Слепой Лемон извлек из гитары долгую пронзительную ноту — точно ребенок заплакал.
— А девчонка права.
«Замечательно, — подумал Чистотец. — Уже двое в этом походе считают себя иллюзиями».
— Но… — продолжал блюзмен, — если мы не реальны, то почему бы нам не прыгнуть назад в Каньон?
— Меня не спрашивай! — задохнулась Мэгги. — Я просто какой-то там пирсаж. Эй, Юла! — заорала она, запрокинув голову в небо. — Что нам, черт побери, теперь делать?
Небо было синим, как Кришна, и пустым, словно облака попадали в поля. Голос Мэгги прозвучал одновременно потерянно и истошно громко. А когда она умолкла, они услышали другой звук.
— Слышали? — спросил Чистотец.
— Вон оттуда, — указал Лемон, выбросив руку наподобие флюгера.
— Жду не дождусь, когда он опять забросит нас в какую-нибудь дыру.
От ее слов Чистотец навострил было уши, но потом улыбнулся — ведь теперь звук стал совсем ясным. Это был собачий лай, и вскоре на унылом горизонте появился худой как линейка пес, которого он видел тут раньше. Чистотец пронзительно свистнул, и изголодавшаяся животина бросилась к нему по выжженной земле.
— Знаешь этого пса? — шмыгнула носом Мэгги.
— Какого пса? — сделал невинное лицо Чистотец. — Мы же в голове у Юлы.
— Ну, может, он сейчас пса себе воображает!
— А может, это реальный пес? Готов поспорить, пес считает себя реальным и по-настоящему голодным. Так что и нам придется считать себя реальными.
Слепой Лемон пустил ветры.
— Прошу прощения. Слишком быстро сожрал с утра овсянку. Подумать только, блюзмен — и любит овсянку. Но я-то не люблю. Правда не люблю.
— Заткнись, похабник! — вскипела Мэгги. — У нас терки поважнее овсянки. Мы в чужом мозгу! И Шериф мертв!
— Разве ты не понимаешь, что если мы действительно в голове Юлы, то нам не о чем волноваться? — спросил Чистотец. — И Шериф не может быть мертв, потому что он и жив-то не был!
— Тогда как мы сюда попали? И так быстро?
— В Каньоне была уйма тайных люков и невидимых дверей, — сказал Лемон.
— Пожалуй, да, — согласился Чистотец. — Вихревая воронка лежит вне нашей реальности и связывает различные точки в пространстве и, вероятно, во времени тоже.

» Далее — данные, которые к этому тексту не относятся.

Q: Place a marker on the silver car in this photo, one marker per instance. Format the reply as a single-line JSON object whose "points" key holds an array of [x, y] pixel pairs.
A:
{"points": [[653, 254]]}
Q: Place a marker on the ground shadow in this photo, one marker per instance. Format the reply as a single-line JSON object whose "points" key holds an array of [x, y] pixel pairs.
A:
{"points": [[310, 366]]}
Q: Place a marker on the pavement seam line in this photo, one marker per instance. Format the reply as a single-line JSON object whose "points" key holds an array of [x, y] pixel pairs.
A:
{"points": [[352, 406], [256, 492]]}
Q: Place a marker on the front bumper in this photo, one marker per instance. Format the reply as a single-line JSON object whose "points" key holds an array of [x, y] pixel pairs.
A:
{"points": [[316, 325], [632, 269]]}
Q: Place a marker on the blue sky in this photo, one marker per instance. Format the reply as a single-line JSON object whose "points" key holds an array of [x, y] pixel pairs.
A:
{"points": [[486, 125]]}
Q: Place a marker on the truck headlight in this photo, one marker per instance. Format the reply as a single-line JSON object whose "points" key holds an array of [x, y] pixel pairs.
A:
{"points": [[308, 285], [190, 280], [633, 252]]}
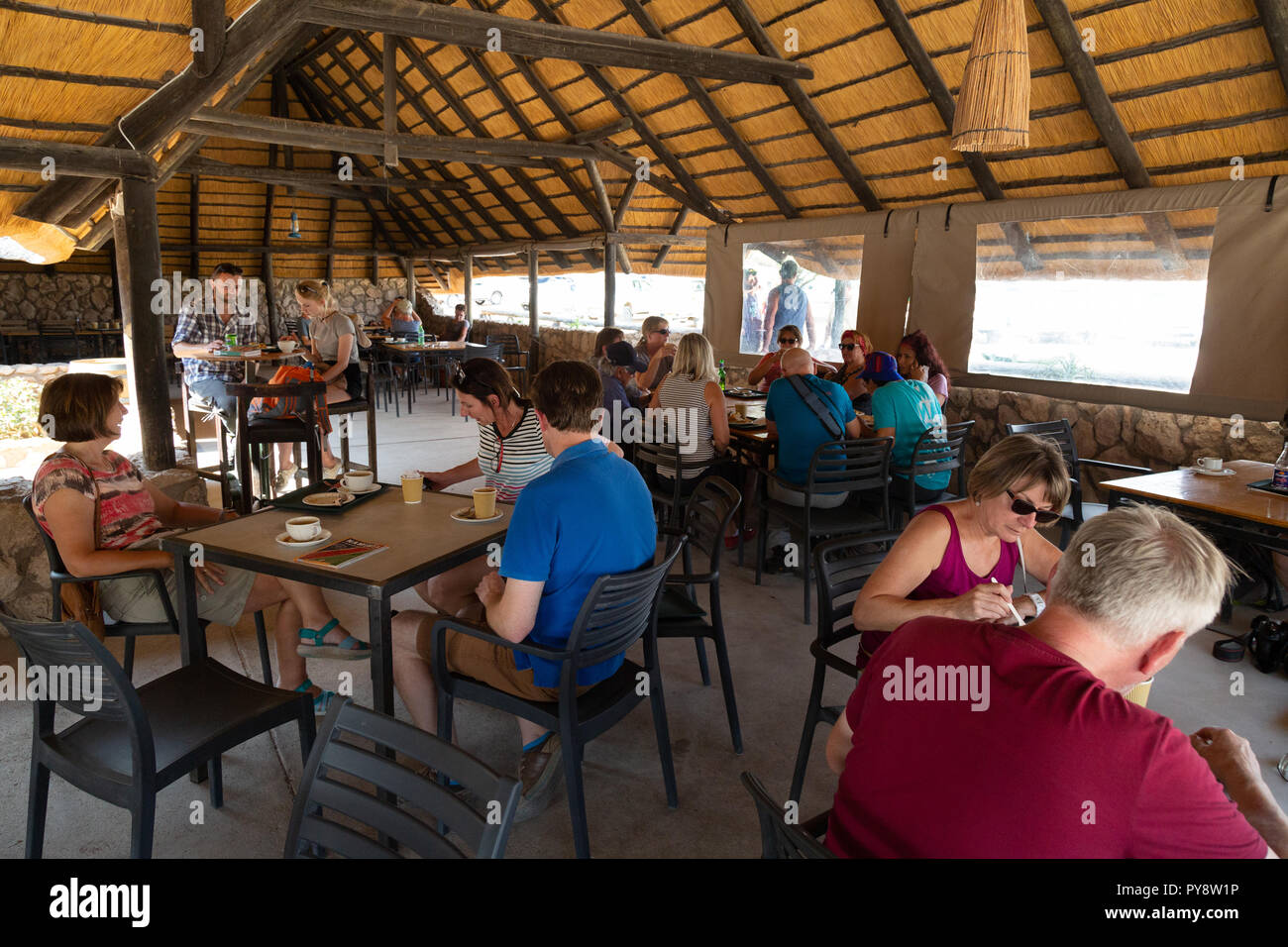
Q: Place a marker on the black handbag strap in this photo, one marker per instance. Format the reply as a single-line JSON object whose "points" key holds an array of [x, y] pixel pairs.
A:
{"points": [[811, 401]]}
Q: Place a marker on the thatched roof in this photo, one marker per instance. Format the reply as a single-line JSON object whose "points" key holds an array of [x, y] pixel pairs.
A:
{"points": [[1193, 85]]}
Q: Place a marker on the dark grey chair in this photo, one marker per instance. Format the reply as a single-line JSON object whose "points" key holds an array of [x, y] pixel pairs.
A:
{"points": [[784, 839], [262, 433], [935, 451], [136, 742], [1076, 513], [129, 630], [842, 567], [707, 515], [858, 467], [326, 806], [618, 611]]}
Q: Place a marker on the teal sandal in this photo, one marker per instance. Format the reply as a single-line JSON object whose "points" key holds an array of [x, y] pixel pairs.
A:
{"points": [[312, 644], [322, 702]]}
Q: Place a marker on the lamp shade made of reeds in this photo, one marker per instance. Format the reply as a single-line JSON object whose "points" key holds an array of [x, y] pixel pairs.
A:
{"points": [[993, 103]]}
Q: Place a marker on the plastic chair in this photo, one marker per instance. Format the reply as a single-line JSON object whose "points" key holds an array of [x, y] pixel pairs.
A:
{"points": [[136, 742], [777, 838], [858, 467], [263, 432], [935, 451], [709, 510], [1076, 513], [618, 611], [326, 806], [129, 630], [842, 567]]}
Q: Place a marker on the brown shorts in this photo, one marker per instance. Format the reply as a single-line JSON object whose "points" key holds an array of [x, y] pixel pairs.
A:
{"points": [[492, 664]]}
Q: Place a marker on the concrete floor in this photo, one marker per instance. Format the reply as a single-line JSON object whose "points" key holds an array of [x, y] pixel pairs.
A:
{"points": [[626, 804]]}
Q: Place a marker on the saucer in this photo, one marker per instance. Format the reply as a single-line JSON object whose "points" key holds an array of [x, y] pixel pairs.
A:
{"points": [[284, 539], [467, 515]]}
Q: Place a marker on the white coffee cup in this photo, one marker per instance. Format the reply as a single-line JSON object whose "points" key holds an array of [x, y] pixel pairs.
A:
{"points": [[357, 479], [303, 528]]}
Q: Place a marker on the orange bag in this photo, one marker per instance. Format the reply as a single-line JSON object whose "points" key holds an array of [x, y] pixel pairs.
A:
{"points": [[290, 406]]}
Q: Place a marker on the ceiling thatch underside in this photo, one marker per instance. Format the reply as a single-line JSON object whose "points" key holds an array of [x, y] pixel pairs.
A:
{"points": [[1194, 84]]}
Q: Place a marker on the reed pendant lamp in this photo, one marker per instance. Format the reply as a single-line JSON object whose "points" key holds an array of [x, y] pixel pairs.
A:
{"points": [[993, 105]]}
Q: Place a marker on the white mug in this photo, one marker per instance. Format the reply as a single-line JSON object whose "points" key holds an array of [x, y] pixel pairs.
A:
{"points": [[303, 528], [357, 479]]}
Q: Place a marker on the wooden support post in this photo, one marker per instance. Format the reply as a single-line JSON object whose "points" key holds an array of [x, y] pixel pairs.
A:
{"points": [[469, 289], [138, 252], [609, 283], [193, 227]]}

Ну, понимаешь, как коридоры соединяют комнаты в доме.
— Ладно, умники. Если вы правы, то почему он просто не сцапал тебя, когда ты попал сюда в первый раз? Ты же тут был, да?

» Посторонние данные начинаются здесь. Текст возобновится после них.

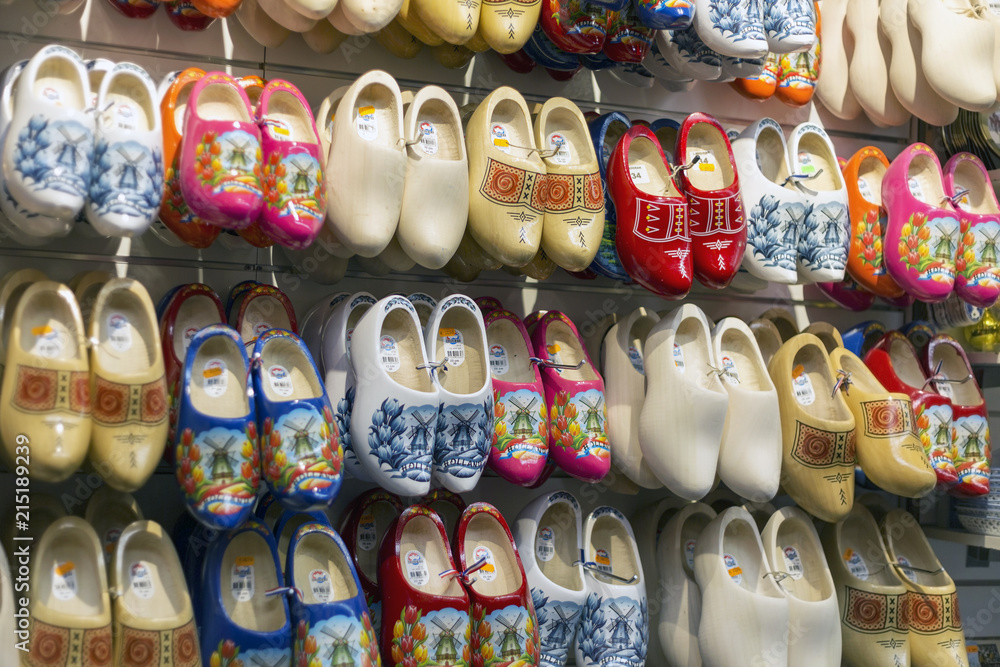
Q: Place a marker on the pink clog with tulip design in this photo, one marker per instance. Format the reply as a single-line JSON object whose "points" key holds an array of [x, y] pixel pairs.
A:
{"points": [[574, 393], [966, 183], [292, 177], [923, 228], [220, 158]]}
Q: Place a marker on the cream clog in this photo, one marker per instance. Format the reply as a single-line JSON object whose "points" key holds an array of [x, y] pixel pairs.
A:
{"points": [[507, 179]]}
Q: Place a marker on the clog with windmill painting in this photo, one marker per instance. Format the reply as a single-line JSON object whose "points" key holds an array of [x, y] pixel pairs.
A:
{"points": [[574, 393], [927, 227], [302, 455], [977, 274]]}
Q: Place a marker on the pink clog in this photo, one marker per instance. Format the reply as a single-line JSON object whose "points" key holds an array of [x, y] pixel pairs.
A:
{"points": [[923, 229], [220, 165], [574, 392], [292, 177], [966, 183]]}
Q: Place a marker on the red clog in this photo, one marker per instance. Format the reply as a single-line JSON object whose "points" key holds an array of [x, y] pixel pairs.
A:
{"points": [[652, 236], [949, 368], [715, 210], [504, 627], [893, 360], [425, 609]]}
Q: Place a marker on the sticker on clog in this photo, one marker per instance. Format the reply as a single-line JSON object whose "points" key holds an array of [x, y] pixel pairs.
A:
{"points": [[500, 141], [281, 381], [64, 584], [793, 563], [367, 535], [498, 360], [545, 545], [454, 347], [488, 572], [635, 358], [416, 568], [638, 173], [558, 144], [119, 332], [802, 387], [733, 568], [366, 123], [428, 138], [215, 377], [856, 564], [241, 579], [907, 571], [389, 354], [141, 580], [319, 584], [678, 357]]}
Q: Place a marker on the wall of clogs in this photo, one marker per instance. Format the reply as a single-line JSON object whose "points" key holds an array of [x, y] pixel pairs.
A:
{"points": [[95, 30]]}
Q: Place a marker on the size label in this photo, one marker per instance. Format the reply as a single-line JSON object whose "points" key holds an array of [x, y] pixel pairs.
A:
{"points": [[545, 544], [366, 123], [793, 563], [64, 584], [558, 143], [141, 580], [241, 579], [416, 568], [498, 360], [119, 332], [389, 354], [214, 377], [319, 583]]}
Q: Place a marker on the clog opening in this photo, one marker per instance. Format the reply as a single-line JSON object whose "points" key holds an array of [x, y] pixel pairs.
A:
{"points": [[980, 199], [401, 327], [715, 168], [505, 334], [218, 379], [68, 579], [964, 391], [371, 529], [150, 578], [613, 550], [288, 355], [421, 541], [317, 554], [484, 530], [242, 593], [871, 171], [467, 372], [58, 81], [558, 565], [642, 152], [797, 553], [221, 101]]}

Слепой Лемон снова погладил гитару.
— А девчонка права.
— Вот заладил, — тряхнул головой Чистотец. — Но, кажется, я знаю, в чем дело. Юла забыл про дверь. Вот что бывает, когда строишь столько тайных ходов. А кроме того, у него был психологический блок на Дастдевил. Ведь в некотором смысле его тоже тут убили. Его мечта умерла. А впрочем, мы тут, и как бы мы сюда ни попали, надо двигаться дальше.

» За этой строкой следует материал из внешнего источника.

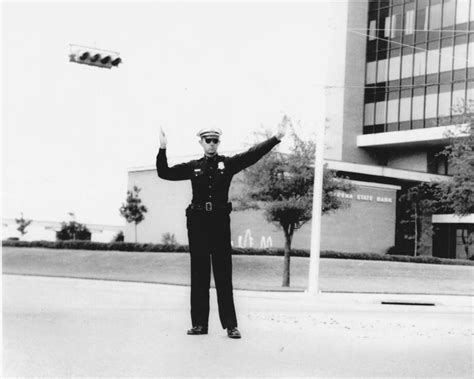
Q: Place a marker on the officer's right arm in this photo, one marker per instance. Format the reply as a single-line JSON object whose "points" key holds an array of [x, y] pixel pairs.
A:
{"points": [[181, 171]]}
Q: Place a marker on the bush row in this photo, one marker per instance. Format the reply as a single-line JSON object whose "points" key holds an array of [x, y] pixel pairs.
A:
{"points": [[151, 248]]}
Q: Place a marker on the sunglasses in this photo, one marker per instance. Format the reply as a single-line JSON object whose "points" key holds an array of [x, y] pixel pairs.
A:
{"points": [[209, 140]]}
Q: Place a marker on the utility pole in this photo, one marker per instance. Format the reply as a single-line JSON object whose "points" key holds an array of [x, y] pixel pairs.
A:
{"points": [[313, 278]]}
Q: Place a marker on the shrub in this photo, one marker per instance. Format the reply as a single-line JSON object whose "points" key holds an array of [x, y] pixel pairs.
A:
{"points": [[119, 237], [169, 239]]}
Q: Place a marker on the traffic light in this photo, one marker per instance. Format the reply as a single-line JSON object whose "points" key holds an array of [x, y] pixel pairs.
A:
{"points": [[94, 57]]}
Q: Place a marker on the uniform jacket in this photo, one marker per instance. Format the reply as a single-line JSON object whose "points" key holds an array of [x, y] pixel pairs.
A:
{"points": [[211, 176]]}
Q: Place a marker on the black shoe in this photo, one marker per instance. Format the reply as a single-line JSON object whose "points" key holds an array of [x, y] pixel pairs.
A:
{"points": [[233, 332], [197, 330]]}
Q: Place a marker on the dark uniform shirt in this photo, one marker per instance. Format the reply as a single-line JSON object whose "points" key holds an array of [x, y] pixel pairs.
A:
{"points": [[211, 176]]}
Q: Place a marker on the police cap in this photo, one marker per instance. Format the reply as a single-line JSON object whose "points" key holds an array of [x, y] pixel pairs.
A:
{"points": [[209, 132]]}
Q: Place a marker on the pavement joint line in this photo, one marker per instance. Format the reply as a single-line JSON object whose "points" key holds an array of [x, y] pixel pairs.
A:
{"points": [[260, 291]]}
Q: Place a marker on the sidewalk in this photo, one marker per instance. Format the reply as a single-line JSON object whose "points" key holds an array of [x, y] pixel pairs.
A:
{"points": [[71, 327], [249, 272]]}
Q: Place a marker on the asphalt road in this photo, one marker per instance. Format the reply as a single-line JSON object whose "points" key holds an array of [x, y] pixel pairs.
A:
{"points": [[249, 272], [57, 327]]}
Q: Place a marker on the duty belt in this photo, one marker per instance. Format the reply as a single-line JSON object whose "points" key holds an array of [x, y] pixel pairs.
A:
{"points": [[209, 206]]}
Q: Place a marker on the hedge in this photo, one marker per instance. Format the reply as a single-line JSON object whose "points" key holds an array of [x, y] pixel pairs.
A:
{"points": [[155, 248]]}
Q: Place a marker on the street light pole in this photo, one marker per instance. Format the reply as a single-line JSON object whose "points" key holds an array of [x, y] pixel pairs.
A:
{"points": [[313, 279]]}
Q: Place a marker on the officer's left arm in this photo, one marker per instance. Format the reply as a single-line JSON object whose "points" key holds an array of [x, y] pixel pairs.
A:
{"points": [[178, 172]]}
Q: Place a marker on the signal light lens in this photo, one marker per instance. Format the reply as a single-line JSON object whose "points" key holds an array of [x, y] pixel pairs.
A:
{"points": [[116, 61]]}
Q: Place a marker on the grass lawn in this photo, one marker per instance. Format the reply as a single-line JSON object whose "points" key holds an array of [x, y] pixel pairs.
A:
{"points": [[249, 272]]}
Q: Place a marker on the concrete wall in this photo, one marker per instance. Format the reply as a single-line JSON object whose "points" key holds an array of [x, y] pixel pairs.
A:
{"points": [[368, 225]]}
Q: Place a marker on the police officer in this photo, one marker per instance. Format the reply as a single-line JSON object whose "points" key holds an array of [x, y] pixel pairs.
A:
{"points": [[208, 221]]}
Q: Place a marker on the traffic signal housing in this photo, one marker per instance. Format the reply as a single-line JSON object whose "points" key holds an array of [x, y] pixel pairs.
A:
{"points": [[94, 57]]}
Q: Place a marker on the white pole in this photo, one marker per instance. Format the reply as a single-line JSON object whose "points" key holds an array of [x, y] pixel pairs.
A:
{"points": [[313, 279]]}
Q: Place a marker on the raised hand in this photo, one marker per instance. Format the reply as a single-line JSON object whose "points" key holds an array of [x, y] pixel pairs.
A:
{"points": [[282, 127], [163, 139]]}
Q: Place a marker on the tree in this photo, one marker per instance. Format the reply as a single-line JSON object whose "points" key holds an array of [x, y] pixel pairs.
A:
{"points": [[282, 185], [418, 204], [119, 237], [73, 230], [133, 210], [457, 194], [22, 224]]}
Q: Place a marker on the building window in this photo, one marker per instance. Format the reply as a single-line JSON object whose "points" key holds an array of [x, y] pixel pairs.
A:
{"points": [[446, 63], [372, 31], [387, 29], [394, 68], [410, 22], [470, 92], [470, 55], [432, 65], [407, 63], [392, 111], [420, 63], [369, 114], [459, 97], [448, 13], [431, 103], [397, 21], [380, 112], [444, 107], [462, 12], [460, 53], [435, 17], [405, 109], [370, 72], [382, 71], [418, 105]]}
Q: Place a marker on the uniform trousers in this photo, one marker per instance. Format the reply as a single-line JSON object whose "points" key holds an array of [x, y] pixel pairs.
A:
{"points": [[209, 241]]}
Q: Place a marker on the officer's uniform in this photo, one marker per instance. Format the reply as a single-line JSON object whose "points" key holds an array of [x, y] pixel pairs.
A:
{"points": [[208, 224]]}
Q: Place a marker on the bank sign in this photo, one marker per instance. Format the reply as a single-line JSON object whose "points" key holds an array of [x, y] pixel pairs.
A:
{"points": [[364, 197]]}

— Что ты напоследок там нес? — спросила Мэгги. — Когда обнимал его?
— Он просил прощения.
— И ты его простил?
— Ага, — отозвался Чистотец, а худой как линейка пес подобрался совсем близко.
— Но он же псих! Он джихад начал!
— Он и хорошего много сделал. Замечательного. Кто знает, как его рассудит история? Но хотел он моего прощения. И я его простил.
— Но он же даже настоящим не был. Вообще не человек.
— Ну вот, опять завела про реальность и человека, — проворчал Слепой Лемон. — И чего это ты так гордишься, что ты человек? Сама ведь себя изводишь, реальная ты или нет.